Every GIS-based suitability analysis uses a conceptual data model, a human conceptualization of reality. This abstraction of the real world incorporates only those properties thought to be relevant to the analysis. Whenever this conceptual data model features ambiguity, vagueness and uncertainty, you may want to use fuzzy concepts. There are several ambiguous and uncertain aspects when modelling the wolf habitat. For example, the crisp sketching of a tree line somewhere in the gradual transition from meadow to forest is highly uncertain. Or the regular and apparently smooth DEM surface is probably interpolated from relatively sparse sample points. Thus, modelling slope with three crisp sets hardly represents reality. For this reason we use fuzzy concepts of the different slope classes.
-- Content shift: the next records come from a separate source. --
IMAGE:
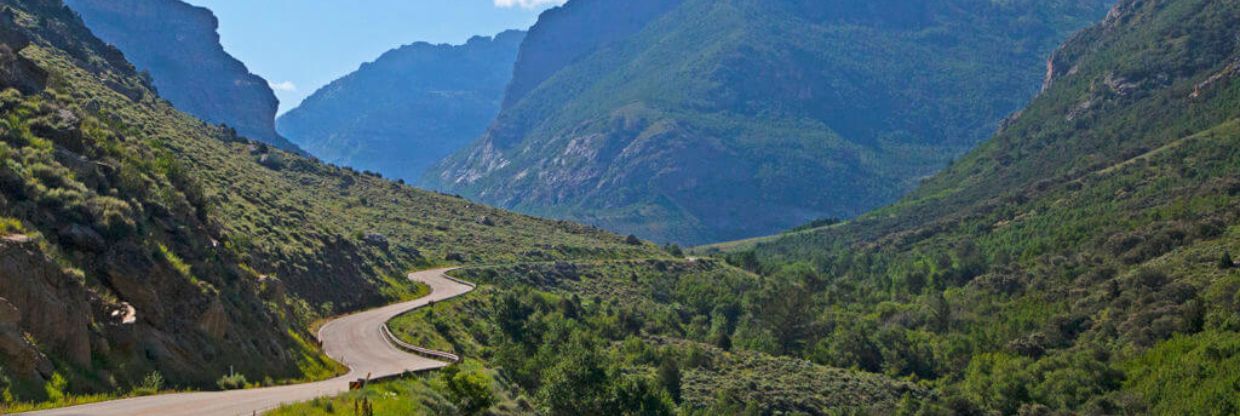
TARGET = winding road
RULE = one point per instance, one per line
(356, 340)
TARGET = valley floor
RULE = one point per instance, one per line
(355, 340)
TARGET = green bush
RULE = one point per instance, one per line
(151, 384)
(232, 381)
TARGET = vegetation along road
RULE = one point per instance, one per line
(356, 340)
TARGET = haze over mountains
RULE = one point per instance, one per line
(179, 46)
(138, 239)
(1078, 260)
(409, 108)
(703, 121)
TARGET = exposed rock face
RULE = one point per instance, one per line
(55, 307)
(703, 121)
(179, 46)
(407, 109)
(22, 358)
(592, 24)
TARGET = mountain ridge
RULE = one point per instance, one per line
(179, 45)
(408, 108)
(721, 121)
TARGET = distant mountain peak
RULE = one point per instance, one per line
(179, 45)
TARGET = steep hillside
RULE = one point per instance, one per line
(1080, 261)
(706, 121)
(137, 239)
(177, 45)
(407, 109)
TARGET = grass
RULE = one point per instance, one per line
(419, 394)
(269, 247)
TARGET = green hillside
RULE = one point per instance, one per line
(135, 240)
(409, 108)
(615, 338)
(1080, 261)
(718, 121)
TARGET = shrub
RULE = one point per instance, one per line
(470, 390)
(232, 381)
(10, 226)
(151, 384)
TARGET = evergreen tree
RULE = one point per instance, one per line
(670, 378)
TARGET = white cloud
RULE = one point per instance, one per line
(527, 4)
(288, 86)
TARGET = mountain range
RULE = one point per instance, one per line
(703, 121)
(409, 108)
(177, 46)
(138, 240)
(1076, 261)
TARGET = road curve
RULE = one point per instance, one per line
(355, 340)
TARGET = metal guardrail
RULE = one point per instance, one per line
(386, 330)
(424, 352)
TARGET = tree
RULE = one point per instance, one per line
(578, 385)
(670, 378)
(469, 390)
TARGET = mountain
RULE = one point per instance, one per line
(177, 45)
(703, 121)
(409, 108)
(1078, 262)
(144, 248)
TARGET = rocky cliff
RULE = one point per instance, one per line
(704, 121)
(177, 45)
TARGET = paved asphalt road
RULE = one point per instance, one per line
(356, 340)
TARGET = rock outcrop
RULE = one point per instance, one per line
(177, 45)
(409, 108)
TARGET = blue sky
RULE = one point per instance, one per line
(301, 45)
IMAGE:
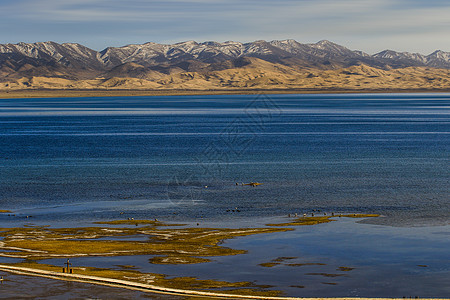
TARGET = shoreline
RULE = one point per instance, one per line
(50, 93)
(157, 289)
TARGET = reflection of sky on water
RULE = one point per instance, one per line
(386, 261)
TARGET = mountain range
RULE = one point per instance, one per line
(213, 65)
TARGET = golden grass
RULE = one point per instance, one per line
(319, 220)
(138, 222)
(186, 283)
(172, 246)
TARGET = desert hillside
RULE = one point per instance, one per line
(276, 65)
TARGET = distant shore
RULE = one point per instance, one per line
(50, 93)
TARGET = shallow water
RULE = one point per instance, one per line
(71, 161)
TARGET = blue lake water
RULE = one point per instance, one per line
(153, 156)
(67, 161)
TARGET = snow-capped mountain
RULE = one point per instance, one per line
(71, 59)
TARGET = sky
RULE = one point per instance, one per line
(367, 25)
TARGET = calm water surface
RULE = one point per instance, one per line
(75, 160)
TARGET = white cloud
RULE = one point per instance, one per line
(366, 24)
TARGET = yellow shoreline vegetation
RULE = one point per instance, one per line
(163, 245)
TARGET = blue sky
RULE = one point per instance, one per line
(368, 25)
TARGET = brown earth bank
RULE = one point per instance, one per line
(132, 93)
(257, 77)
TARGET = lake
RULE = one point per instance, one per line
(71, 161)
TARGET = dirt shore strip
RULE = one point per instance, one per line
(151, 288)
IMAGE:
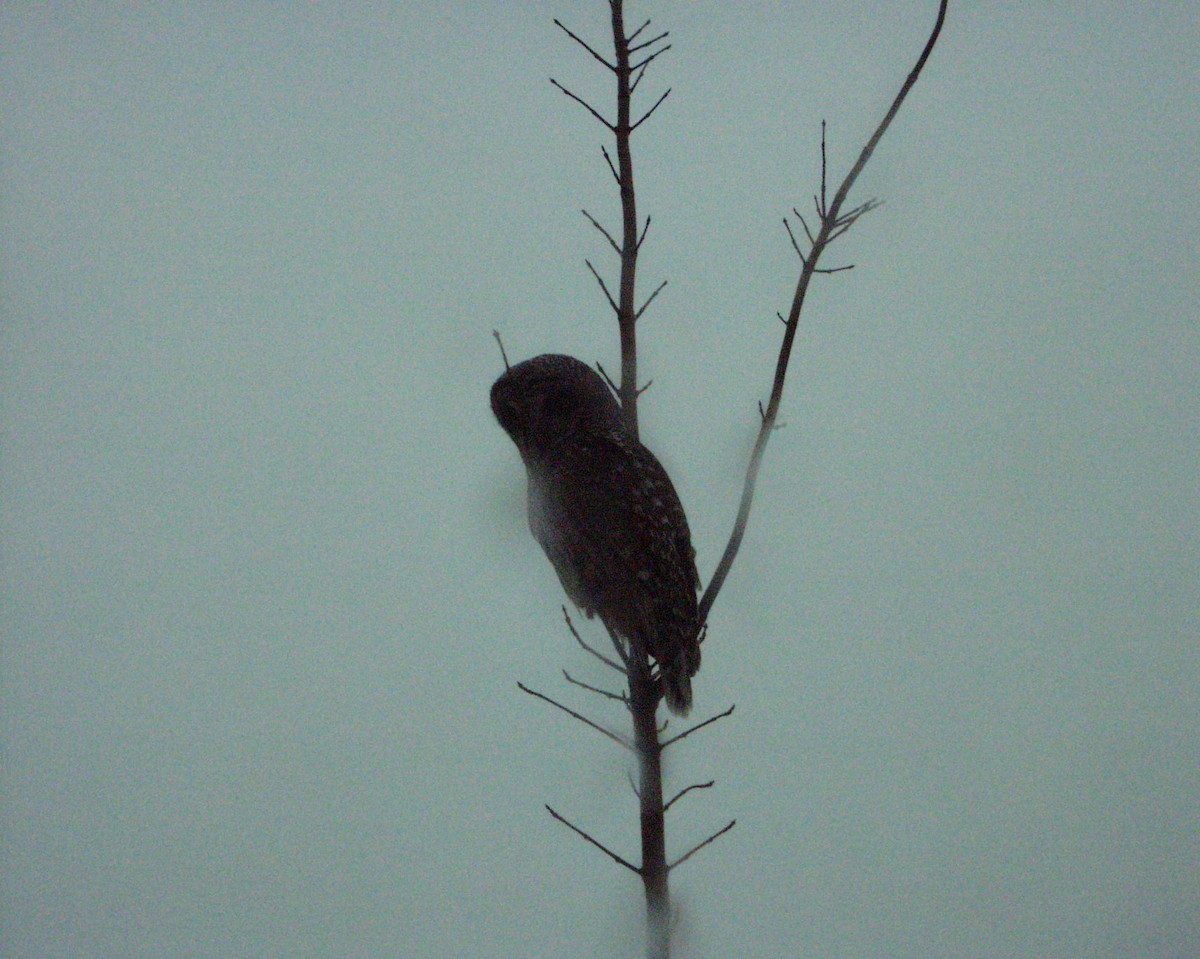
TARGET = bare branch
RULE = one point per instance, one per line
(696, 849)
(501, 343)
(582, 719)
(796, 246)
(804, 223)
(573, 36)
(822, 167)
(612, 303)
(612, 243)
(639, 313)
(599, 691)
(633, 36)
(683, 792)
(646, 63)
(607, 378)
(645, 231)
(611, 167)
(646, 43)
(599, 845)
(699, 726)
(585, 105)
(828, 216)
(647, 114)
(619, 647)
(575, 633)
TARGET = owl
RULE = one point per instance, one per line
(605, 513)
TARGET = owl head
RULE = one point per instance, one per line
(550, 400)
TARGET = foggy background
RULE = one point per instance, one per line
(268, 586)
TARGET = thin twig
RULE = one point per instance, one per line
(828, 216)
(633, 36)
(612, 303)
(647, 114)
(579, 639)
(501, 343)
(694, 850)
(646, 63)
(573, 36)
(582, 719)
(595, 843)
(699, 726)
(611, 167)
(645, 231)
(791, 235)
(612, 243)
(583, 103)
(605, 693)
(683, 792)
(639, 313)
(646, 43)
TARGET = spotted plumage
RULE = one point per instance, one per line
(605, 513)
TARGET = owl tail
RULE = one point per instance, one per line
(677, 676)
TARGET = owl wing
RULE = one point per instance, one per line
(611, 523)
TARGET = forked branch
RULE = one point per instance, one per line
(832, 223)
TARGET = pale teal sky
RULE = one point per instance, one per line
(267, 582)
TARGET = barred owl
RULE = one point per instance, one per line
(605, 513)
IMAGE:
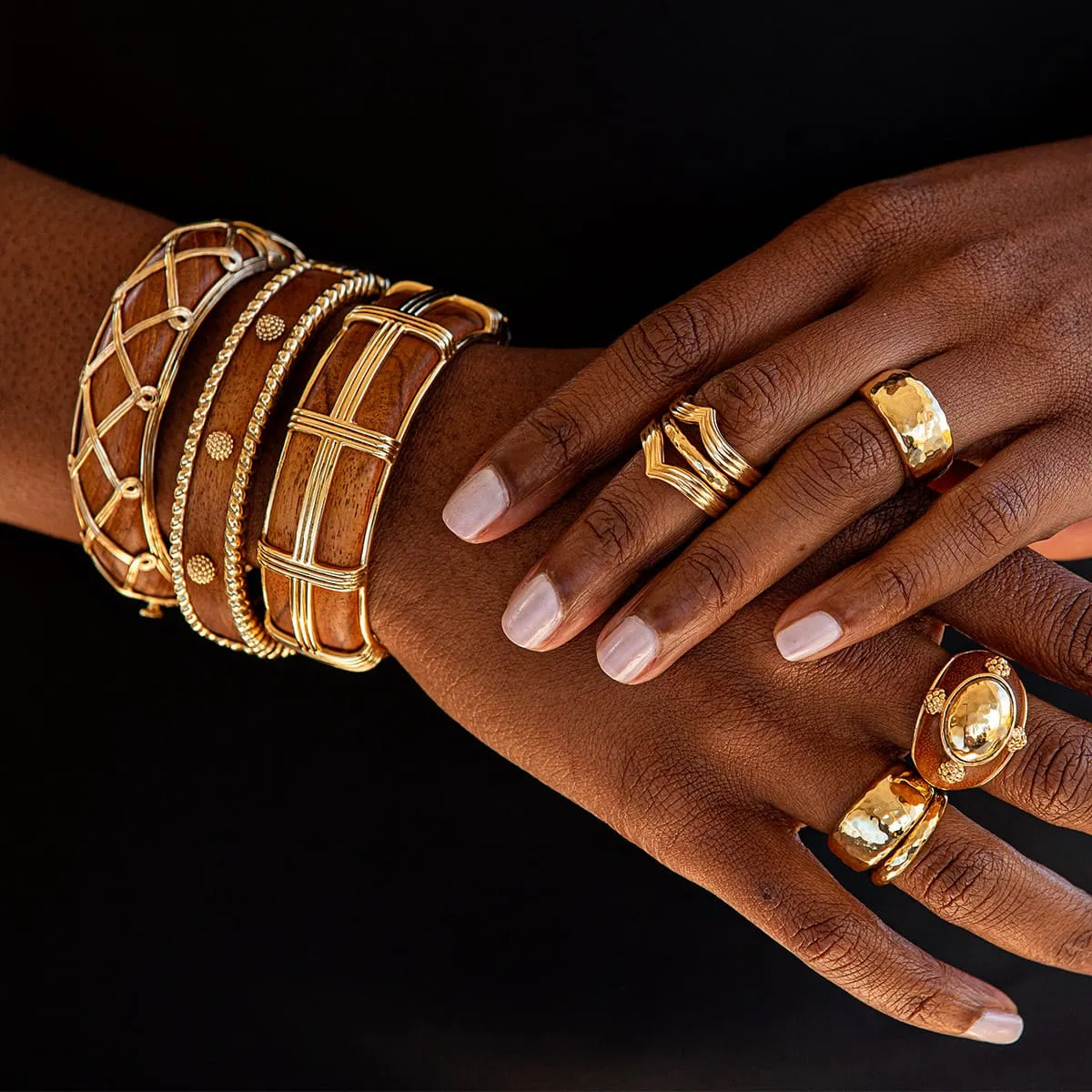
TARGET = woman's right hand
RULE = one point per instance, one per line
(714, 768)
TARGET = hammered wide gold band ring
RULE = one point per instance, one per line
(889, 825)
(713, 473)
(915, 420)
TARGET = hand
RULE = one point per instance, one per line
(714, 769)
(977, 276)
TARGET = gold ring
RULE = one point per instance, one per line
(719, 450)
(904, 855)
(885, 816)
(705, 470)
(971, 722)
(692, 487)
(915, 420)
#### Attribute fuzzification vs. space fuzzification

The above use of FMF performs a fuzzification of the attributes of uncertain geographic information. The fuzziness reflects the uncertainty of an entity belonging or not belonging to an attribute class (here called set). In contrast, one could also fuzzify the spatial aspect of geographic information by dissolving e.g. the crisp boundaries of a map of categorical data. In this case, the fuzziness reflects the uncertainty of the exact location of, the borderline of a polygon, assigning central sites in the polygon a high d.o.m. and marginal sites a low d.o.m. Here the fuzzified polygon boundary gets the character of a transition zone from 0 (not member) to 1 (member).

Fuzzification in the attribute space

Just as with Boolean sets, fuzzy sets can be combined using logical operators. In this unit we focus on fuzzy union and intersect, corresponding to Boolean OR and AND. In contrast to Boolean logic, the fuzzy membership functions permit entities to be partial members of different, overlapping sets. Thus, for site S1 with a measured slope of 26.84° we could at the same time indicate two different d.o.m. to the set "medium slope" (d.o.m. = 0.895) and "high slope" (d.o.m. = 0.105). This seems to be rather strange at first glance, so let’s take a closer look at that with the above animation!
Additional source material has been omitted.